Her father, she said, was not the only Nir Oz resident who used to take Palestinians to hospital: “Others who were slaughtered were part of that.” 

Lifschitz said that another of the Nir Oz kidnap victims was the autistic daughter of a friend: “she is not well to be in a very acute situation, I want her out.”

But for now, “of my parents’ house, there is nothing left. Our life, my life, was shattered on Saturday. They have made it impossible for these communities to go back home because of the level of atrocities committed there. There is nothing to come back to.”

She said she and her brother had recently given her father a new piano, but with the destruction of their house, “it’s now three centimetres tall”.

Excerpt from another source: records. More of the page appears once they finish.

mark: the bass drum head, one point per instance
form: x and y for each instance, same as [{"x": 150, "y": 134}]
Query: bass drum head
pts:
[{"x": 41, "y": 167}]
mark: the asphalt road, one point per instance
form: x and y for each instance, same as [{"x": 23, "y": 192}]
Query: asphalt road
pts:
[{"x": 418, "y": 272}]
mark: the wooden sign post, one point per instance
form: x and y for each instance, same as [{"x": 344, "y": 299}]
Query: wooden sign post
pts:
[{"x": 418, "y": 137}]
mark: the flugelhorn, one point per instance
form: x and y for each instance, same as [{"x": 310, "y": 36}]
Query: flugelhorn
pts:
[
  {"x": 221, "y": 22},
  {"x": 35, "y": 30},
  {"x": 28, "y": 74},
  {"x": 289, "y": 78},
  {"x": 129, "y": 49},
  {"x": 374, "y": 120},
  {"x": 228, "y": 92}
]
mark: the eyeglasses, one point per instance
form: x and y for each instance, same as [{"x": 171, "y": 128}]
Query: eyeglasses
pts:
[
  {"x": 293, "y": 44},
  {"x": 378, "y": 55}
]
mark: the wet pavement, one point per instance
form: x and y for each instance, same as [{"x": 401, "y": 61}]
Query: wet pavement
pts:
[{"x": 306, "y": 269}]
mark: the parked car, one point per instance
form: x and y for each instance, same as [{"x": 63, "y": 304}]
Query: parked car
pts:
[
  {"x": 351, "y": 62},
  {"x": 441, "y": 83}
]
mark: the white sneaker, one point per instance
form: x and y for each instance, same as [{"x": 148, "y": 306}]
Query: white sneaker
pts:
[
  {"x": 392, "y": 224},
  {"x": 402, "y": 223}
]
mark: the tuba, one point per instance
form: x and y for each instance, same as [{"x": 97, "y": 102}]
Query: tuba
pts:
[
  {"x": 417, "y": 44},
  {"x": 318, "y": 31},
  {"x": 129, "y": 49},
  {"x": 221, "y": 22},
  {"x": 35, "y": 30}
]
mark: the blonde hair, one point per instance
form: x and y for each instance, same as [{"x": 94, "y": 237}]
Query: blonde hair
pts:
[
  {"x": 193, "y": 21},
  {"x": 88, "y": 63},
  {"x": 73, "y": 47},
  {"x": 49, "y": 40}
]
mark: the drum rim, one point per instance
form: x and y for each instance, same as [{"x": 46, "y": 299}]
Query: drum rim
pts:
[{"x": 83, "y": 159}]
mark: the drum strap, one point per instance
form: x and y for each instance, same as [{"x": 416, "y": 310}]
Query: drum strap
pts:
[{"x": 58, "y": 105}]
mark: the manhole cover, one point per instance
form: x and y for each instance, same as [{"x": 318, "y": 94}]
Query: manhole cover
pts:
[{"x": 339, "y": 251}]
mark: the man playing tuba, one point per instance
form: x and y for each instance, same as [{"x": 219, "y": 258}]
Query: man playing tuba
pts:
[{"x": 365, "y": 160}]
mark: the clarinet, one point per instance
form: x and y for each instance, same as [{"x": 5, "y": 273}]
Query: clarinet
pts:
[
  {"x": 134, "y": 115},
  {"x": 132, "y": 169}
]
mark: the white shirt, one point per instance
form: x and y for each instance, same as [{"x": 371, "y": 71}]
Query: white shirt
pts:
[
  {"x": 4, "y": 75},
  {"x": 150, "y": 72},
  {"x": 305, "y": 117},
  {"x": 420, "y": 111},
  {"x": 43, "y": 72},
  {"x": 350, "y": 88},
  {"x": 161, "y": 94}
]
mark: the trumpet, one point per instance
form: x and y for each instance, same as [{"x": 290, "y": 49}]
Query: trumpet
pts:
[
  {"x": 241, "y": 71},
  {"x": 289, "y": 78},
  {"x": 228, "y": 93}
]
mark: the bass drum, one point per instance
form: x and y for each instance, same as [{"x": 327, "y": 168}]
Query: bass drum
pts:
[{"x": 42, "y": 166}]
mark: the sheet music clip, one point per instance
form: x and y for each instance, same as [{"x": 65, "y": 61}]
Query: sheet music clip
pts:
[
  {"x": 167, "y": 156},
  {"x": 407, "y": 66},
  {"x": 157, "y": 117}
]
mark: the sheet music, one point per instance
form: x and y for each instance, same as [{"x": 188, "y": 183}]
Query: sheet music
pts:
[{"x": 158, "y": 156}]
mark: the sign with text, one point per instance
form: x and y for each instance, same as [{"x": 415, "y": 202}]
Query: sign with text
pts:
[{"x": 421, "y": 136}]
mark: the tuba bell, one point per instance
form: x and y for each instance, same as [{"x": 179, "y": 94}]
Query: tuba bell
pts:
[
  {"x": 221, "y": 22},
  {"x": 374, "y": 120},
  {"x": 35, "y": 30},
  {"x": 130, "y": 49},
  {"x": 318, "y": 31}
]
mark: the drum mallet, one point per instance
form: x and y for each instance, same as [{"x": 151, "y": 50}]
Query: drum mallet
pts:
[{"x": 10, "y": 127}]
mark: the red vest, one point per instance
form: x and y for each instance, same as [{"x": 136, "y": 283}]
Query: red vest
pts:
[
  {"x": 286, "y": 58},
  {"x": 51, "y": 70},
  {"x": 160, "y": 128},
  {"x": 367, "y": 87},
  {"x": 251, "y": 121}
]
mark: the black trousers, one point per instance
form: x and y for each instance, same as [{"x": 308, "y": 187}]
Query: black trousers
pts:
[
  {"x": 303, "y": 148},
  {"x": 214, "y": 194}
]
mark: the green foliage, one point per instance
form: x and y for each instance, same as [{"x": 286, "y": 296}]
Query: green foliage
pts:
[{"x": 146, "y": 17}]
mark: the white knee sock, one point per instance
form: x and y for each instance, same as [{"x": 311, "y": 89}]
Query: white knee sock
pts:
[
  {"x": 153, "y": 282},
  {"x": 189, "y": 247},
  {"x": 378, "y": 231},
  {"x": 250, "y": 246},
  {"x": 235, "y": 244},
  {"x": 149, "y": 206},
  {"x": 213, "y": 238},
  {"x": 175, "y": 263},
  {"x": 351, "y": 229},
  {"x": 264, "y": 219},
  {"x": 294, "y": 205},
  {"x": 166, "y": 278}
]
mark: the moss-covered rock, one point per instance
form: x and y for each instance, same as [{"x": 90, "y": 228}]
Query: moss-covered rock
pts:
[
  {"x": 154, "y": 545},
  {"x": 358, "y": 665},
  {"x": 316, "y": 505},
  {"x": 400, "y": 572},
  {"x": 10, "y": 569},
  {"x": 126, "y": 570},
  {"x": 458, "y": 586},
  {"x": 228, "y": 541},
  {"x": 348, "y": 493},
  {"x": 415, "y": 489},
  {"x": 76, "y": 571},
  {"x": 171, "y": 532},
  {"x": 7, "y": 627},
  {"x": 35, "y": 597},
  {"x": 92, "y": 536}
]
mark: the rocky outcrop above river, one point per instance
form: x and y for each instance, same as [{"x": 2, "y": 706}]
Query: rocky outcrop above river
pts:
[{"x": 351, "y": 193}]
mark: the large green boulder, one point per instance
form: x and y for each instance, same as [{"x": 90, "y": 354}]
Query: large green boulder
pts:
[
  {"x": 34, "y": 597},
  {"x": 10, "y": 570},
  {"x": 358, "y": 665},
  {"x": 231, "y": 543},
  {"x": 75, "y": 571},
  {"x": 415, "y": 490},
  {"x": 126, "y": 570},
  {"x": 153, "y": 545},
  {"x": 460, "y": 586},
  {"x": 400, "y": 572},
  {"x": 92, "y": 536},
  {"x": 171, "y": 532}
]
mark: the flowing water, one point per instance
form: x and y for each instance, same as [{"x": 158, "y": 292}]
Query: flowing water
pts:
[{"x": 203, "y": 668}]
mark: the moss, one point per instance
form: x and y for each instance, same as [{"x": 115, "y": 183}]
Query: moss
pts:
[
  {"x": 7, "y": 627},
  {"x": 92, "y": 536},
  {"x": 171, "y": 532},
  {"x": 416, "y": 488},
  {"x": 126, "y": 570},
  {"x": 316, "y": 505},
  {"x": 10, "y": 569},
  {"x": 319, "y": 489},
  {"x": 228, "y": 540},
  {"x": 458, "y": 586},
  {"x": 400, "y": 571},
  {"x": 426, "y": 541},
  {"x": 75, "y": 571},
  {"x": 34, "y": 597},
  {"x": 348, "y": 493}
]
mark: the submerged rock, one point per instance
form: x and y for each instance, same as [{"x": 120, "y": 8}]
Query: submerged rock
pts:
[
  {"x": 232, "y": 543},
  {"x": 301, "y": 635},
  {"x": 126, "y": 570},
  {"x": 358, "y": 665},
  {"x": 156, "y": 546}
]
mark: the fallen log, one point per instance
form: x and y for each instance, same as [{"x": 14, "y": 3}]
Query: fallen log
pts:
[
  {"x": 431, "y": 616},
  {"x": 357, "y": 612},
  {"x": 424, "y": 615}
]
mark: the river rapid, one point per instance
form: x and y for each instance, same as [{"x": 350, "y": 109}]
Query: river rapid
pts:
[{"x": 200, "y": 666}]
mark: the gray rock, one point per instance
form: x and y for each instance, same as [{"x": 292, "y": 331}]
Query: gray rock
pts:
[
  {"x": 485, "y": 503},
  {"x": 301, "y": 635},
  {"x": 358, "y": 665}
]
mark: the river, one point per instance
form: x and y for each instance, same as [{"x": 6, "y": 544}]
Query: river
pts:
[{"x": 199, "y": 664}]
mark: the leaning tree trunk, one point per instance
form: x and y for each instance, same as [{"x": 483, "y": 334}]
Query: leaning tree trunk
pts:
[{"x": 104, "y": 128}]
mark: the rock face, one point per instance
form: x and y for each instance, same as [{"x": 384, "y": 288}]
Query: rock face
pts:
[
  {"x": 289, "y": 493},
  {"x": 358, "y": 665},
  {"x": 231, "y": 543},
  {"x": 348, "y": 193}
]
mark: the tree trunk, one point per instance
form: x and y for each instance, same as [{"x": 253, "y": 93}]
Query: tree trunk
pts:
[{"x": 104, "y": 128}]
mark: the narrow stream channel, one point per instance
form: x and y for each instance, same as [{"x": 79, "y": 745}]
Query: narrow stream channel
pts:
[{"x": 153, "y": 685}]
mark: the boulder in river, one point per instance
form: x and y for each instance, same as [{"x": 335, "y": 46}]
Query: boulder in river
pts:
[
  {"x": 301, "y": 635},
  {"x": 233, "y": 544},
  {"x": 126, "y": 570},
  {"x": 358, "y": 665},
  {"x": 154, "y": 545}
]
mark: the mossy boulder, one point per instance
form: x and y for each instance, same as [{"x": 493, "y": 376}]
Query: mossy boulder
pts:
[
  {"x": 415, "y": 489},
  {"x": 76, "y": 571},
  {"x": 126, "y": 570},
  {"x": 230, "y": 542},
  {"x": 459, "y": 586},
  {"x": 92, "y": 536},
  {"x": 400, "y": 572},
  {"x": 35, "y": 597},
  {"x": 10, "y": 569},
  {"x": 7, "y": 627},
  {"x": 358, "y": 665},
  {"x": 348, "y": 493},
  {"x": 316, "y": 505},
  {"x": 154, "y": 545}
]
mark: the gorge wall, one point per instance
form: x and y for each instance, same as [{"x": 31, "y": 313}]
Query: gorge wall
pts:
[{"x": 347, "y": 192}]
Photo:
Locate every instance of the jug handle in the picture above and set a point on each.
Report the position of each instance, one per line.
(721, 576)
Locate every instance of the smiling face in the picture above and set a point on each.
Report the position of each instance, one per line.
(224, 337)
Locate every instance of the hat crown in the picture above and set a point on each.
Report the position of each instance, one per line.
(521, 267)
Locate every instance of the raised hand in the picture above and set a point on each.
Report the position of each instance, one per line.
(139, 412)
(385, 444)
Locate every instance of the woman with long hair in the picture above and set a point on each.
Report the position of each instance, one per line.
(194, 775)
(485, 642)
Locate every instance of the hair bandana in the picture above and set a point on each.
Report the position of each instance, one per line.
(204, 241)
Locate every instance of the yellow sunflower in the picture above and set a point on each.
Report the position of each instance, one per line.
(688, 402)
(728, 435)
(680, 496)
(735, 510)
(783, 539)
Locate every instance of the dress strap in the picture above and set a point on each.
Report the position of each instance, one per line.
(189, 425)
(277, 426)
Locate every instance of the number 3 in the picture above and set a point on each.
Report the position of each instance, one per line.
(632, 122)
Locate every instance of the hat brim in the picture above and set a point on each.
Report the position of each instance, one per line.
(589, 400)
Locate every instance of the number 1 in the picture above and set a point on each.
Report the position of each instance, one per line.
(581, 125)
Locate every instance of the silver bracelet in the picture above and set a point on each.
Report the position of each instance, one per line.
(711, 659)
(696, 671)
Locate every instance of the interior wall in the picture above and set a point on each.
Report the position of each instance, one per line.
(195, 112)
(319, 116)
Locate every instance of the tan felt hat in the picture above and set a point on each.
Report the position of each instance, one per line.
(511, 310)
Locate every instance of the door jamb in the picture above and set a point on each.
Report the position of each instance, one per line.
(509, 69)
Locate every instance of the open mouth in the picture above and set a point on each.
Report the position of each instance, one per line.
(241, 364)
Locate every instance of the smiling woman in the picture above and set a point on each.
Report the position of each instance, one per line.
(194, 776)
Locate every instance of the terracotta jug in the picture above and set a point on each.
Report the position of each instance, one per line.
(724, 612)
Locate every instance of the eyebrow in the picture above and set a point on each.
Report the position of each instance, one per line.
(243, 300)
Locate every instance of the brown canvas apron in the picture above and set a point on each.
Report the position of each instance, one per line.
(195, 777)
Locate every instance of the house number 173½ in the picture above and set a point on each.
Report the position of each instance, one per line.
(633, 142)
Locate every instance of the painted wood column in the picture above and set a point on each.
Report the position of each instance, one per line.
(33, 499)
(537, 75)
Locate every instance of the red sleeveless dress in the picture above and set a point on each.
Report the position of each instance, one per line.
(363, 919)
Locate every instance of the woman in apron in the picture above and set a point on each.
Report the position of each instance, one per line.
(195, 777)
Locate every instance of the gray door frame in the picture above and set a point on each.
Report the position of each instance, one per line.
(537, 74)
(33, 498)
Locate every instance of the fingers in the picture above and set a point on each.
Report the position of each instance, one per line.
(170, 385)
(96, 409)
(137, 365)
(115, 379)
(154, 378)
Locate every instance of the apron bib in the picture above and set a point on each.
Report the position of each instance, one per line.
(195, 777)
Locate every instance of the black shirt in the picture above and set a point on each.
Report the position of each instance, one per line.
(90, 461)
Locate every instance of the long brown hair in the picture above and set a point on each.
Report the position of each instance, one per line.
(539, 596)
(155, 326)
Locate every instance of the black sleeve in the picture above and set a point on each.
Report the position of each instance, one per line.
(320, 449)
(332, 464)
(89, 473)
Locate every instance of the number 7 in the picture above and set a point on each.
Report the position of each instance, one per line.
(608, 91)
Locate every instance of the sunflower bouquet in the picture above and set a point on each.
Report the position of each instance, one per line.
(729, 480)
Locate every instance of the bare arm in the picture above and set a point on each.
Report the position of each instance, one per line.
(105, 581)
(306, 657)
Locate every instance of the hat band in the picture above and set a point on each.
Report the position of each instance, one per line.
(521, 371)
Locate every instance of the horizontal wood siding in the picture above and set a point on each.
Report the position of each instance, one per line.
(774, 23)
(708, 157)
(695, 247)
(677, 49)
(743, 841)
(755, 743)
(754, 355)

Sagi said Nir Oz “was just a small piece of the desert we call home, where you don’t lock your doors, you go everywhere by bike, where you give as much as you can and take what you need: the essence of a kibbutz.”

His parents – his father died a year ago – “created a dream for themselves. My mother’s mission was to build bridges through communicating: no politics, no governments, just people in communities. All their lives they fought for a better future for all of us, and they were marginalised in Israel for their beliefs.”

Their dream, he went on “was alive until Saturday morning”. He was, he said, “shaken to my core how it is possible humans could do this to other humans.”

"We need to find a way for our future,” Lifschitz said, “I think at the moment we cannot do anything until these elderly people and children are brought back.

“We are going to deal with the rest of our lives with the atrocity. This is the defining moment of our lives."